Respondent finally asserts that Family Court erred in denying her request for an adjournment so that she could personally participate in Liotta's cross-examination.[FN2] At the start of the hearing, [*3]respondent's counsel notified Family Court that respondent was unable to attend the hearing since she was "in a lot of pain" related to a certain medical condition and, in fact, had surgery scheduled to address this condition in July 2019. "Whether to grant or deny an adjournment rests within the trial court's sound discretion, and such requests should be granted only upon a showing of good cause" (Matter of Jessica HH. v Sean HH., 196 AD3d 750, 751-752 [2021] [internal quotation marks and citations omitted]).
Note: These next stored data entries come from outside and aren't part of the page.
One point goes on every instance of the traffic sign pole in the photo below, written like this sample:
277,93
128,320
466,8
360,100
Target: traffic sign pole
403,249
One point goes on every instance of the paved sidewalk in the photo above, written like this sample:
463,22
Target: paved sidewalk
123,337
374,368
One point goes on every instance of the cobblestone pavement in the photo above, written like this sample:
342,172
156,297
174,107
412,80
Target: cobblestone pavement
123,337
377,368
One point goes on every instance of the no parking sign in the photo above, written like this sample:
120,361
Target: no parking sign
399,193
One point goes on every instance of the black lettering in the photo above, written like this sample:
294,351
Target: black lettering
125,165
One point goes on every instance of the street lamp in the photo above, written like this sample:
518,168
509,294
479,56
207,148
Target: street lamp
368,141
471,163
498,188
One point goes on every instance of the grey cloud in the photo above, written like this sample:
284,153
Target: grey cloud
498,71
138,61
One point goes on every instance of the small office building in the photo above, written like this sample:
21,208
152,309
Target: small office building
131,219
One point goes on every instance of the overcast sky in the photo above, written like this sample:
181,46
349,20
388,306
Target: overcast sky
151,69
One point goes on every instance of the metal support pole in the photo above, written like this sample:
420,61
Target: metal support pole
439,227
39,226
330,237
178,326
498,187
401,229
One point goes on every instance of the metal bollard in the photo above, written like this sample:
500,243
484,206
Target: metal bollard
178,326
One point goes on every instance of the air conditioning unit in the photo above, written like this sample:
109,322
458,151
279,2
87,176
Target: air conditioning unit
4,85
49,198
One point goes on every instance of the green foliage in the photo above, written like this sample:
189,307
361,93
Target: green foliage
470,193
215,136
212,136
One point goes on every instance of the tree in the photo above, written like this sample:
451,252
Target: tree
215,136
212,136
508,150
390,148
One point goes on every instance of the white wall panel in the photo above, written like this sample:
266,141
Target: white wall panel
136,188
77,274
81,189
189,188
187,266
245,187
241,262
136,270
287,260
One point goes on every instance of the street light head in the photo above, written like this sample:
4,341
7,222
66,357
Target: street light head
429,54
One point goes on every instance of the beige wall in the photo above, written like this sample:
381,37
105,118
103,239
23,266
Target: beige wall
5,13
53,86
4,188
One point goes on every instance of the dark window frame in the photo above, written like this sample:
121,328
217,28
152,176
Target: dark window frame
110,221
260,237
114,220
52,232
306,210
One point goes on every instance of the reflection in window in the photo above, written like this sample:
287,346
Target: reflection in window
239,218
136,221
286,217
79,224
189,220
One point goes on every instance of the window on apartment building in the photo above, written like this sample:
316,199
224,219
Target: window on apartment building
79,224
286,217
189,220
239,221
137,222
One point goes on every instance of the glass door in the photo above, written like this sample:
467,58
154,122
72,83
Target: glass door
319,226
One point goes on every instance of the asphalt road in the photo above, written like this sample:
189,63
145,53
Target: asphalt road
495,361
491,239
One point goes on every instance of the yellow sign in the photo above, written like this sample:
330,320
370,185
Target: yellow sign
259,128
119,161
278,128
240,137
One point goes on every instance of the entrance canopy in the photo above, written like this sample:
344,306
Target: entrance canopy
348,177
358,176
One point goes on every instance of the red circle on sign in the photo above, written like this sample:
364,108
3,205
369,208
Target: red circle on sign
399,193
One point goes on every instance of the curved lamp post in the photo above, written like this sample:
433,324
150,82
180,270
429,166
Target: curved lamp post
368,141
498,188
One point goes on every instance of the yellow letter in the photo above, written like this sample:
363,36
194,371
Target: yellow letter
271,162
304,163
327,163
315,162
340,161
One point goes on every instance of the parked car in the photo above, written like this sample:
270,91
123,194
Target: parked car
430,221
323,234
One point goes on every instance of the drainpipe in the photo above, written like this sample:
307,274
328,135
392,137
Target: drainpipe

The hearing had been scheduled for over two months, respondent had a history of failing to appear for scheduled court proceedings, the child had been in foster care for over three years,[FN3] Liotta's mental health evaluation report was circulated to all parties two months prior to the hearing, respondent's counsel actively and diligently participated in cross-examination of Liotta in respondent's absence and the court allowed respondent to recall Liotta if she chose. In these circumstances, we cannot say that Family Court abused its discretion in denying respondent's request for an adjournment (see Matter of Jerry VV. v Jessica WW., 186 AD3d 1799, 1800 [2020]; Matter of Lillian SS. [Brian SS.], 146 AD3d 1088, 1094 [2017], lvs denied 29 NY3d 919, 992 [2017]; Matter of Braswell v Braswell, 80 AD3d 827, 829 [2011]).
We have reviewed respondent's remaining contentions and find them lacking in merit.
Egan Jr., J.P., Clark, Aarons and Colangelo, JJ., concur.
ORDERED that the appeals from the orders entered November 28, 2018, March 27, 2019 and October 25, 2019 are dismissed, as moot, without costs.
ORDERED that the order entered November 4, 2019 is affirmed, without costs.
Footnote 1: As respondent's parental rights have been terminated, the appeals from the three permanency orders are moot and must be dismissed (see Matter of Robert B [Paula C.-Tinker A.], 180 AD3d 1250, 1252 [2020], lv denied 35 NY3d 911 [2020]; Matter of Summer SS. [Thomas SS.], 139 AD3d 1118, 1121 [2016]).
Footnote 2: Although respondent requested multiple adjournments throughout the hearing, which took place over eight days, respondent only challenges the denial of her June 18, 2019 request.
Footnote 3: The attorney for the child opposed the challenged adjournment request since it was not in the child's best interests to delay the conclusion of the proceeding.